Very profound changes happened in the lands of Yambol in the early nineteenth century. Russia lost the war with Turkey and along with the retreating Russian soldiers thousands of Bulgarians started migrating to Wallachia and South Bessarabia. The number of migrants from Yambol exceeded seven thousand people so the town became desolated.
Glorious and rich has been the history of Yambol. Worthy people were born here, such as Radi Kolesov, Alexander Zograph and Zlati Palamidov. At the beginning of seventies of the nineteenth century when the revolutionary movement was rising, the residents of Yambol also took part in it. In the winter of eighteen seventy two, Apostle Levski had a meeting with the Yamboler Georgi Drazhev and they both decided to found a secret committee. The committee was founded two months after the Apostle had been hanged – on twenty third of April, eighteen seventy three in the home of Drazho Hadji Georgiev. Georgi Drazhev was elected for its leader.
When the uprising broke in Sliven, the group of rebels coming from Yambol managed to join the band of Stoil Chieftain in the Sliven Mountain. Then we heard that they had several battles with the regular Turkish army and were defeated. Drazhev was caught and he was later on hanged near the bridge of Kargona.

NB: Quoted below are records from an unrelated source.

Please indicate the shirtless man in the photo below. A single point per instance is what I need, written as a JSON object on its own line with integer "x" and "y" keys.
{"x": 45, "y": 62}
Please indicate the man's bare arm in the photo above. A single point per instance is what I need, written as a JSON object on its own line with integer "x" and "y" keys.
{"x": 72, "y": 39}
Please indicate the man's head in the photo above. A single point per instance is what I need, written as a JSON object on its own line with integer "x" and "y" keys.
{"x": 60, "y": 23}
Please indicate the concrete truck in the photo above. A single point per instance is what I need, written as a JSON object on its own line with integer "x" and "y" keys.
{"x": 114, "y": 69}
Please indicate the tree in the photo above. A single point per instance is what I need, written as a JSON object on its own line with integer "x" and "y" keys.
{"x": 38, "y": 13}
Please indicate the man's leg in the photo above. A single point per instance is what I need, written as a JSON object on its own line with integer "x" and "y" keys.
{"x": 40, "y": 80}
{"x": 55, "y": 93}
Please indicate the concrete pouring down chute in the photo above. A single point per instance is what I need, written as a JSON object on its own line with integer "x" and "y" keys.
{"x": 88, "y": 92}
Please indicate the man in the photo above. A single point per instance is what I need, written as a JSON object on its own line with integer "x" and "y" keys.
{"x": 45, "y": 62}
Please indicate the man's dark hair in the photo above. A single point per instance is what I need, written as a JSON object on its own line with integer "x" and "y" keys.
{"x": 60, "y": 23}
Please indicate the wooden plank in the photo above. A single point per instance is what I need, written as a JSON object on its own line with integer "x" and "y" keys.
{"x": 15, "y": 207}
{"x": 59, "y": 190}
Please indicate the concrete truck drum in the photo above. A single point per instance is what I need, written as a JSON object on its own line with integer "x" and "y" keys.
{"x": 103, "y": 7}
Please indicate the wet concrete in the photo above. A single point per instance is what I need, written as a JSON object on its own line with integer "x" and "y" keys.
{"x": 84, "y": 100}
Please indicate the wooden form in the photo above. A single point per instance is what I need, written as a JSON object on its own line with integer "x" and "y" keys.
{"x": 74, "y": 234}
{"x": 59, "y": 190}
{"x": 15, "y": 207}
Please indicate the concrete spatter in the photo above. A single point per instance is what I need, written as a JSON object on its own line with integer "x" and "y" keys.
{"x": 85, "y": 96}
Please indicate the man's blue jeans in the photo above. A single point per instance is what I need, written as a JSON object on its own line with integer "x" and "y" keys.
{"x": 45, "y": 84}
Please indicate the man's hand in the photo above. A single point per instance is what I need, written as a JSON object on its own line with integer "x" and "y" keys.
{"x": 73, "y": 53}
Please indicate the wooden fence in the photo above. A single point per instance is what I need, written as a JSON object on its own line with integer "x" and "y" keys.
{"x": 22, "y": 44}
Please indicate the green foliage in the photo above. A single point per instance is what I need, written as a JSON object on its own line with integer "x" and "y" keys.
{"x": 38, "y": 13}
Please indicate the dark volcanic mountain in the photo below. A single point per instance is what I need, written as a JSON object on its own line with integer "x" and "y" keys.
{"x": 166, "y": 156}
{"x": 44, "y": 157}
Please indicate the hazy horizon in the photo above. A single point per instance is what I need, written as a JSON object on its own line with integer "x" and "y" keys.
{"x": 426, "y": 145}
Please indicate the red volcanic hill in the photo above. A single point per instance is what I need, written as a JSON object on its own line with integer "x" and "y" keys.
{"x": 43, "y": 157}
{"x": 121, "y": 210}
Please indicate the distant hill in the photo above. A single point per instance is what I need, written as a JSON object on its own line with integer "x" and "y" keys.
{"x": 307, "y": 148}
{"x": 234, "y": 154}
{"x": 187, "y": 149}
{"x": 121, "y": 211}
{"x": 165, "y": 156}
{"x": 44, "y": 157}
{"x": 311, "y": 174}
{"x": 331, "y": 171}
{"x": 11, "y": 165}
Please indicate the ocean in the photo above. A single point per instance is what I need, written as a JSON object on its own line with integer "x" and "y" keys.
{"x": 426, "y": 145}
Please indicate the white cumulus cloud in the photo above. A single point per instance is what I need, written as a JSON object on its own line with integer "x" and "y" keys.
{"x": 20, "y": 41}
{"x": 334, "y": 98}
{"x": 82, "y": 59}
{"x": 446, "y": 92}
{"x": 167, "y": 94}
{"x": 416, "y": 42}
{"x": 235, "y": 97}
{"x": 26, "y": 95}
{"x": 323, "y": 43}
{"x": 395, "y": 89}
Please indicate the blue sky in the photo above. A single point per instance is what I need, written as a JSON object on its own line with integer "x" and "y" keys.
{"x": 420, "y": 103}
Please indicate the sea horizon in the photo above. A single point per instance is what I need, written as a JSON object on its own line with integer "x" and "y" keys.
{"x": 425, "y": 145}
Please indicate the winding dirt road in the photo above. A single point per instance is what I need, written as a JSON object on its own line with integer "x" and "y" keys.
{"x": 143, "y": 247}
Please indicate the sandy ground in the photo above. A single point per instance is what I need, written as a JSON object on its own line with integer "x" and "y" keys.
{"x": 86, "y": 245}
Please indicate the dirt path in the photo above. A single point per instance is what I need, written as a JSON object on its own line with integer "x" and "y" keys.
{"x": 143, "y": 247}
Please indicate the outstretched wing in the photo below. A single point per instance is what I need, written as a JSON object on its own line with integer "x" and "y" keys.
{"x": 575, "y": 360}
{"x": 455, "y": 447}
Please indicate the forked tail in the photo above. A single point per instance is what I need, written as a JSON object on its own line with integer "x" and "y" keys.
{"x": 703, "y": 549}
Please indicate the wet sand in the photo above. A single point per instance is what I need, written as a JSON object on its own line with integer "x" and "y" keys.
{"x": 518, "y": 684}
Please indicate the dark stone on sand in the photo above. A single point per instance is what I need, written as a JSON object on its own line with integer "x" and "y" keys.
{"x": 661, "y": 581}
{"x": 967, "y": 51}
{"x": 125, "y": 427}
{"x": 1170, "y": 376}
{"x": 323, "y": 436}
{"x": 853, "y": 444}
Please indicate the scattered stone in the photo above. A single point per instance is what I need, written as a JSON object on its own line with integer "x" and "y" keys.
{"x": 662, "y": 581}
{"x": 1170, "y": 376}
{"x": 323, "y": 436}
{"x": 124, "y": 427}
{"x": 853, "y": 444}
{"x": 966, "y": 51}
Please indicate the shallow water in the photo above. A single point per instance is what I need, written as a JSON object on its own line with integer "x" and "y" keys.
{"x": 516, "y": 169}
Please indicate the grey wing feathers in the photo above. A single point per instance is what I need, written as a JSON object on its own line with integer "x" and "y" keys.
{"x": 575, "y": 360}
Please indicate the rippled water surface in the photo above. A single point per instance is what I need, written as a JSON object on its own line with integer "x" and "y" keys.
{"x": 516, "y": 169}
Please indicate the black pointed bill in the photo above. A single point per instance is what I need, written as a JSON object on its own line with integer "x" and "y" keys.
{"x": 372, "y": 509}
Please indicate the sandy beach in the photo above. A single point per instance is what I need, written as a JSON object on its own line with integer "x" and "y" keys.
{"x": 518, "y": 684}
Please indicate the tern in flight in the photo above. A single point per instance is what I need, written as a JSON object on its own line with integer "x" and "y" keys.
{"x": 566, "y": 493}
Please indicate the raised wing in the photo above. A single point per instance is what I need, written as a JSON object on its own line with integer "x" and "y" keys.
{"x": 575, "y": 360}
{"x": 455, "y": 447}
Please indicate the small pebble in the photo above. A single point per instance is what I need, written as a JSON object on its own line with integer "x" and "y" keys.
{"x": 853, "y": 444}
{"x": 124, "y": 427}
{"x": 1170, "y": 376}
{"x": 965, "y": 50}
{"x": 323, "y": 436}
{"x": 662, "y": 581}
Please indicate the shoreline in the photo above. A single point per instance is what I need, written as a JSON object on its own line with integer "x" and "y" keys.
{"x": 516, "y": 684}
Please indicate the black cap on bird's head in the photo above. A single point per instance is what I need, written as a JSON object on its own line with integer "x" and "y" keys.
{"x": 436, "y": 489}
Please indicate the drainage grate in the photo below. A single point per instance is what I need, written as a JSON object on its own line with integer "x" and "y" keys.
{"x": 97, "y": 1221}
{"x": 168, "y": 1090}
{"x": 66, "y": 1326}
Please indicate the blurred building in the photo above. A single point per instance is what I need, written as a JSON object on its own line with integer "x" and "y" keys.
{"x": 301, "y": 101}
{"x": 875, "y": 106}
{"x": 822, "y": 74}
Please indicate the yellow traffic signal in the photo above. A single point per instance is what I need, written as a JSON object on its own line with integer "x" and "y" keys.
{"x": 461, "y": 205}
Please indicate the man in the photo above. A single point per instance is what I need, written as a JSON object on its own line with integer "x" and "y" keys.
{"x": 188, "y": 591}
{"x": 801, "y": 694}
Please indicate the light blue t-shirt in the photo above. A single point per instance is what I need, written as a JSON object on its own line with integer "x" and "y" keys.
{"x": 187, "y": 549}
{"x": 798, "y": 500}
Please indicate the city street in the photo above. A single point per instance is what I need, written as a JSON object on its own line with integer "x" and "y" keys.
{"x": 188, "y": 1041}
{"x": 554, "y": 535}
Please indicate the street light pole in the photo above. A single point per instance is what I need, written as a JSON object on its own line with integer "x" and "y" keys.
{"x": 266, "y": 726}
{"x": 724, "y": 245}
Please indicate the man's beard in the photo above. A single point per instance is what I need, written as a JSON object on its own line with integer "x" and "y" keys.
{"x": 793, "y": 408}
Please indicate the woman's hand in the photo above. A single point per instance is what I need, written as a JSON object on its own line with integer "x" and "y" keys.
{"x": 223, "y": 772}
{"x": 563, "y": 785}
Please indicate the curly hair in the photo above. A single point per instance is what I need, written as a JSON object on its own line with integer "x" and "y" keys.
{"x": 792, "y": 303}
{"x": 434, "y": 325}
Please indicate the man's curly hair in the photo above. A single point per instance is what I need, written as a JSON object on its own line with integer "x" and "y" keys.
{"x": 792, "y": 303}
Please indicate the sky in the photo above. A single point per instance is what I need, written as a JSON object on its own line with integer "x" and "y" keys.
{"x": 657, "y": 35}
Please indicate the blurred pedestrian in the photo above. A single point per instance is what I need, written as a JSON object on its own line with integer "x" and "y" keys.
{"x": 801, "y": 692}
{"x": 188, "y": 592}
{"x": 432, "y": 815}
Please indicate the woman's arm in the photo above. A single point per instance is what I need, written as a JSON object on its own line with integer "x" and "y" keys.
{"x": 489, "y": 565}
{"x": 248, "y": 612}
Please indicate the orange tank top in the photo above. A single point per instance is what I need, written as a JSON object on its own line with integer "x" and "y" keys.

The following eighteen seventy seventh saw the beginning of the Liberation War. Thirty seven men from Yambol took part in the Bulgarian Volunteers’ army. The Fourth Volunteers’ battalion received a flag, made by Ivan Paraskevof from Braila. After the liberation the Braila flag became the prototype of the Bulgarian national tricolor. On seventeenth of January, by the old calendar, in the year eighteen seventy eight the Russians of the Twenty third Regiment of Donskoy- Cossack entered Yambo.